6. Channel Coding: Errors are Cheap if You Plan for Them // Digital Communications // bhaswanth

Once we accept that the channel will introduce errors, we add controlled redundancy to detect or correct them. This is channel coding.

6.1 The redundancy intuition

Redundancy is the spare tire in your car. Most days you do not need it, and it adds weight. The day you blow a tire, it saves you. Channel coding adds extra bits that the receiver can use to figure out where errors happened and undo them.

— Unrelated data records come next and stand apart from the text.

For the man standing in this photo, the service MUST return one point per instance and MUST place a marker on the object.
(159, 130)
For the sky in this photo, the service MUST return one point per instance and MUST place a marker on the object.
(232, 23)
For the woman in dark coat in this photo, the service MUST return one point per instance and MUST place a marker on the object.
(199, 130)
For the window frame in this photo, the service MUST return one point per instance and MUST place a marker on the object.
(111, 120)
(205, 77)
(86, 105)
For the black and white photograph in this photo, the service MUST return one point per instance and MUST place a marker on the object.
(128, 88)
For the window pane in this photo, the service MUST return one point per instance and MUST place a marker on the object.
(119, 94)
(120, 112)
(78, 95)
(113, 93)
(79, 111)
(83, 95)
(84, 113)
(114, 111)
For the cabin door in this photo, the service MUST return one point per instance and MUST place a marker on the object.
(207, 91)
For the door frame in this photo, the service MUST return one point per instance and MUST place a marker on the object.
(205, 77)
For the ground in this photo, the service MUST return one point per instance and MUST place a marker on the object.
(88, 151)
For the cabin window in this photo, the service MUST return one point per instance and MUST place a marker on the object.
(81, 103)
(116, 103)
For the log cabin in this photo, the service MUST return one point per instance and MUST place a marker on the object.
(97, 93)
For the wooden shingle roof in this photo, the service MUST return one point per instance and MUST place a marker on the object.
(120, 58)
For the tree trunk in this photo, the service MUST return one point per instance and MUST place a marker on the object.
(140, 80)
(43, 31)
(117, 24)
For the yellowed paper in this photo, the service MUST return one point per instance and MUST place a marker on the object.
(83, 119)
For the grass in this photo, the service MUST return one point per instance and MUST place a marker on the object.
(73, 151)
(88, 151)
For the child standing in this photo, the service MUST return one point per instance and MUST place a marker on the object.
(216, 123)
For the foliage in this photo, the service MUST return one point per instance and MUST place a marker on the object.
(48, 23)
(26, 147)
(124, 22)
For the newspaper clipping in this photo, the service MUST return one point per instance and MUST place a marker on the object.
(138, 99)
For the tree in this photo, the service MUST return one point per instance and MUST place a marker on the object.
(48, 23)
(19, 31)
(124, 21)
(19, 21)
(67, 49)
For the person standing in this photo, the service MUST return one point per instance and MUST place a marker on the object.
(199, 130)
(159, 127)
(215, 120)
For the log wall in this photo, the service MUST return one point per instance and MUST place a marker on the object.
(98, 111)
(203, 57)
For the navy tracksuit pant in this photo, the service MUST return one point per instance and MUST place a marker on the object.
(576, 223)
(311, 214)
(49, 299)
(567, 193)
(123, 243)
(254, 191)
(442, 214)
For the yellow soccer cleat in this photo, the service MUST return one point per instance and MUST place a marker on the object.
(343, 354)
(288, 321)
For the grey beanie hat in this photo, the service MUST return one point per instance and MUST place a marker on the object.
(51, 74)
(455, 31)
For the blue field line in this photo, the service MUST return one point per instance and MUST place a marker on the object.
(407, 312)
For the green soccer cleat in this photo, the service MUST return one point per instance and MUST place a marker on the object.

The cost is rate. A code of rate $k/n$ carries $k$ information bits per $n$ transmitted bits. The reward is coding gain, the SNR improvement at a target BER versus uncoded transmission. Modern codes achieve 5 to 9 dB of coding gain at modest rate penalty, which is the same as raising your transmit power by a factor of 4 to 8. Or, equivalently, doubling or tripling the range of every link.

6.2 Linear block codes and minimum distance

A block code chops the bit stream into blocks of $k$ information bits, encodes each as a codeword of $n$ bits, and transmits. A code is linear if the sum of two codewords (mod 2) is also a codeword. That symmetry buys us a huge mathematical machinery.

The Hamming distance between two binary strings is the number of positions where they differ. The minimum distance $d_\text{min}$ of a code is the smallest Hamming distance between any two distinct codewords. Equivalently for a linear code, $d_\text{min}$ is the minimum weight (number of 1s) of any non-zero codeword.

Why does $d_\text{min}$ matter?

Error detection. A code with minimum distance $d$ can detect any error pattern of weight up to $d - 1$ , because changing $d - 1$ bits of a valid codeword cannot reach another valid codeword.
Error correction. It can correct any error pattern of weight up to $\lfloor (d - 1)/2 \rfloor$ , because each codeword is surrounded by a sphere of radius $\lfloor (d-1)/2 \rfloor$ that contains no other codeword's sphere; a noisy received vector is decoded as the nearest codeword.

For the (7,4) Hamming code, $d_\text{min} = 3$ : detect 2 errors or correct 1.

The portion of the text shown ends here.